Canada stocks end lower; housing data strengthen
SAN FRANCISCO (MarketWatch) -- Equities fell Tuesday in Toronto, pressured by commodities and tech stocks, as investors discounted positive data on Canadian housing starts for June.
The benchmark S&P/TSX Composite Index (GSPTSE) stumbled 122.45 points, or 1.05%, to settle at 11,512.22.
"Sentiment for these sectors, particularly commodities, has been negatively affected on the day by the weaker-than-expected import numbers from China as well as yesterday's earnings report from Alcoa," said Elvis Picardo, vice president of research and portfolio manager at Global Securities.
Still, housing starts came in better than expected, with 222,700 annualized units, beating a market consensus of 205,000. In May, Canada saw 217,000 housing starts on a comparable basis.
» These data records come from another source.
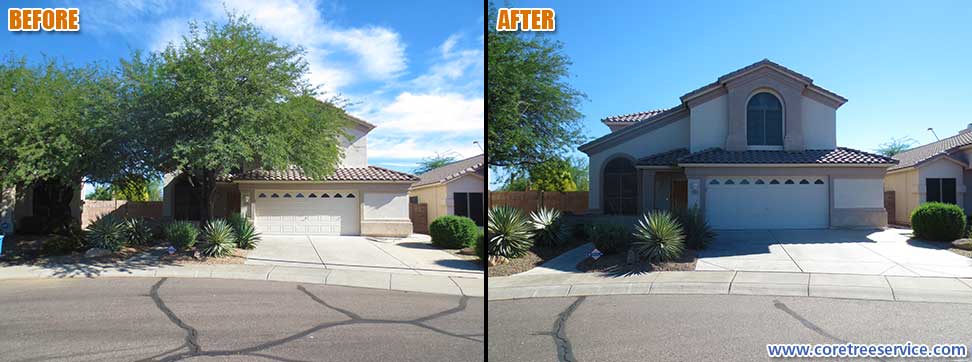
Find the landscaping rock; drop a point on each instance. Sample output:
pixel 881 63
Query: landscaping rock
pixel 96 252
pixel 964 244
pixel 497 260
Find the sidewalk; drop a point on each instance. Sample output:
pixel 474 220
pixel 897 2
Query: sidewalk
pixel 848 286
pixel 452 285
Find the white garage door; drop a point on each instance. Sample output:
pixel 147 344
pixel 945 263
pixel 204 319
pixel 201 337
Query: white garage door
pixel 767 202
pixel 307 212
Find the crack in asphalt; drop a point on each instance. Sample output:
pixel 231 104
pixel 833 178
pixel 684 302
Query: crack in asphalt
pixel 194 349
pixel 807 323
pixel 559 333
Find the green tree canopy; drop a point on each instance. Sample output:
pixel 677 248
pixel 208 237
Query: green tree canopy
pixel 532 110
pixel 228 97
pixel 430 163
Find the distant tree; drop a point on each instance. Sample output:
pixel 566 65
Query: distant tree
pixel 433 162
pixel 532 110
pixel 895 146
pixel 101 192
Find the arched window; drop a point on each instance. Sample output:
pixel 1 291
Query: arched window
pixel 764 120
pixel 620 187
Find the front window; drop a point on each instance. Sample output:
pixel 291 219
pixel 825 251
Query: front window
pixel 764 120
pixel 940 190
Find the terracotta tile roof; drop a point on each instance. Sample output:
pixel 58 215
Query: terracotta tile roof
pixel 668 158
pixel 363 174
pixel 840 155
pixel 452 171
pixel 920 154
pixel 632 117
pixel 761 63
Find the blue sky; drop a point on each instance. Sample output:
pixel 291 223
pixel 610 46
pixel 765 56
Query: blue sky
pixel 903 66
pixel 415 73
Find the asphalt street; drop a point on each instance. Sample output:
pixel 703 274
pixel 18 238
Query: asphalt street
pixel 159 319
pixel 706 327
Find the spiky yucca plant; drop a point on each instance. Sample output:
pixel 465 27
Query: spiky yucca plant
pixel 659 237
pixel 509 232
pixel 107 232
pixel 138 231
pixel 218 238
pixel 548 227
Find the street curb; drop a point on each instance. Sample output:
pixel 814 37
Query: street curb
pixel 789 284
pixel 432 284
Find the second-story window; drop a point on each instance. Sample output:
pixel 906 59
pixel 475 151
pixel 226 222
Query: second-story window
pixel 764 120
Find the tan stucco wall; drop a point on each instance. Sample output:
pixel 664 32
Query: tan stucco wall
pixel 905 187
pixel 666 138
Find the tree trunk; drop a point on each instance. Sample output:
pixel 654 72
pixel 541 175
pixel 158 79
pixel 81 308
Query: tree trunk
pixel 206 187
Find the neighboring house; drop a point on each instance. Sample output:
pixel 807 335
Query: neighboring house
pixel 756 149
pixel 453 189
pixel 357 199
pixel 40 203
pixel 939 171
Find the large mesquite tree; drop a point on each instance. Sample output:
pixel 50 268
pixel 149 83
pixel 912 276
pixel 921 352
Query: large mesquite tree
pixel 229 97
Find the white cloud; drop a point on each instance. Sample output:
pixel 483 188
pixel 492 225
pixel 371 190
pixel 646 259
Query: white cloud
pixel 433 113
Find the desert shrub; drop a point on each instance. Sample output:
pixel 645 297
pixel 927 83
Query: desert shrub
pixel 698 233
pixel 481 247
pixel 659 237
pixel 453 232
pixel 244 233
pixel 938 221
pixel 138 231
pixel 182 234
pixel 107 232
pixel 509 232
pixel 608 238
pixel 548 226
pixel 217 238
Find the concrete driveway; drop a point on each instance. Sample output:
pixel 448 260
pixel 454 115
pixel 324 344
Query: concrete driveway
pixel 868 252
pixel 412 255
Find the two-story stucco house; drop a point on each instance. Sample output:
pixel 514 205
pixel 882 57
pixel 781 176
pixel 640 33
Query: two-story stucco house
pixel 756 149
pixel 357 199
pixel 939 171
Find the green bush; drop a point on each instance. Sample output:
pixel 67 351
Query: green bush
pixel 548 226
pixel 182 234
pixel 453 232
pixel 608 238
pixel 217 237
pixel 698 233
pixel 107 232
pixel 244 233
pixel 509 232
pixel 938 221
pixel 659 237
pixel 481 247
pixel 138 231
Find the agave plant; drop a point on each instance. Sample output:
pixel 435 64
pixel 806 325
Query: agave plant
pixel 218 238
pixel 107 232
pixel 509 232
pixel 548 226
pixel 658 237
pixel 698 233
pixel 138 231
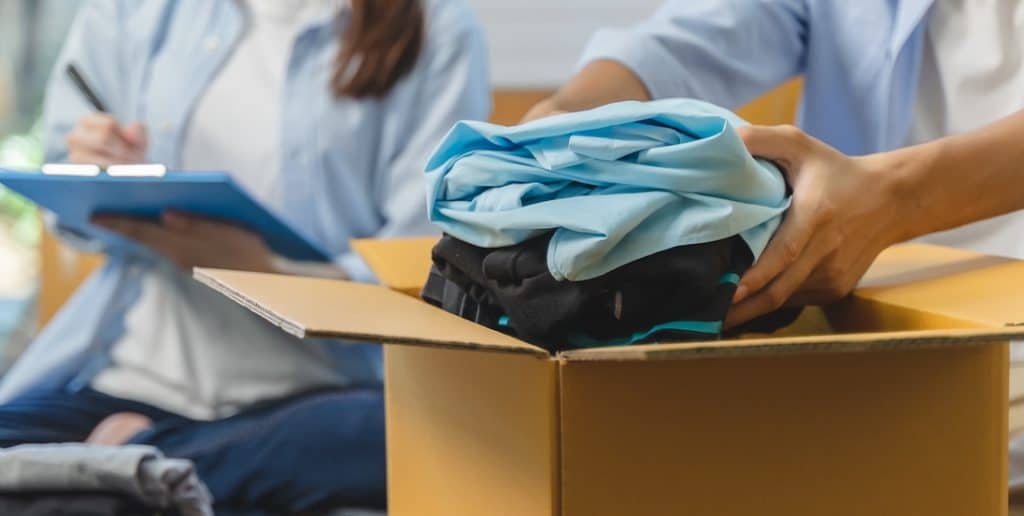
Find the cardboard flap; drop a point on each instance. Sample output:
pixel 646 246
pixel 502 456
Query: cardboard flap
pixel 951 283
pixel 310 307
pixel 406 274
pixel 811 344
pixel 967 298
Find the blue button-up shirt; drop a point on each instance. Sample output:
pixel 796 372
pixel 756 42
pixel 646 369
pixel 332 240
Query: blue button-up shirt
pixel 350 168
pixel 860 59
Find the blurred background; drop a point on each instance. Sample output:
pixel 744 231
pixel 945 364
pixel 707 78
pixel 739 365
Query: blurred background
pixel 534 48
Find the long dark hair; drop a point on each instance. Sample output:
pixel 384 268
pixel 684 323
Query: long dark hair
pixel 379 47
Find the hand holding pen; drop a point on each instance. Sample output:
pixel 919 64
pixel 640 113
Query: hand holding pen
pixel 98 138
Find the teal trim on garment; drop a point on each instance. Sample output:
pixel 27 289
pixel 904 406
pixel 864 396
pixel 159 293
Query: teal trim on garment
pixel 729 277
pixel 711 328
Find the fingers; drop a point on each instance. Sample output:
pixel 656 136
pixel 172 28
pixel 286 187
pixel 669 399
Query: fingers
pixel 136 135
pixel 98 139
pixel 168 244
pixel 133 228
pixel 198 226
pixel 784 249
pixel 784 143
pixel 776 294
Increases were driven by a spike in multifamily units, which rose by 4.1%, or 5,200, to 132,000.
"Tighter mortgage regulations will help to slow construction activity, although its impact will show up later in the year," wrote TD Securities strategist Mazen Issa in a note Tuesday.
"In the meantime, the Bank of Canada will have to remain vigilant if the recently announced regulations tightening the mortgage market fail to slow housing activity," Issa added.
"Research In Motion is a significant decliner after shareholders were not reassured about the company's prospects," said Picardo.
Losses fell in line with the U.S. tech sector, which performed poorly Tuesday following weak quarterly financial reports from chip makers
In corporate news, Bombardier Inc. confirmed a $764 million order from Latvian flag carrier Air Baltic Corp. for as many as 20 CSeries jets. The announcement boosted Class B shares of the Montreal-based company by 0.25%. Read more on the airplane maker's sale.
In currencies, the U.S. dollar rose modestly on its Canadian counterpart (USDCAD) , purchasing C$1.0226 vs. C$1.0191 on Monday.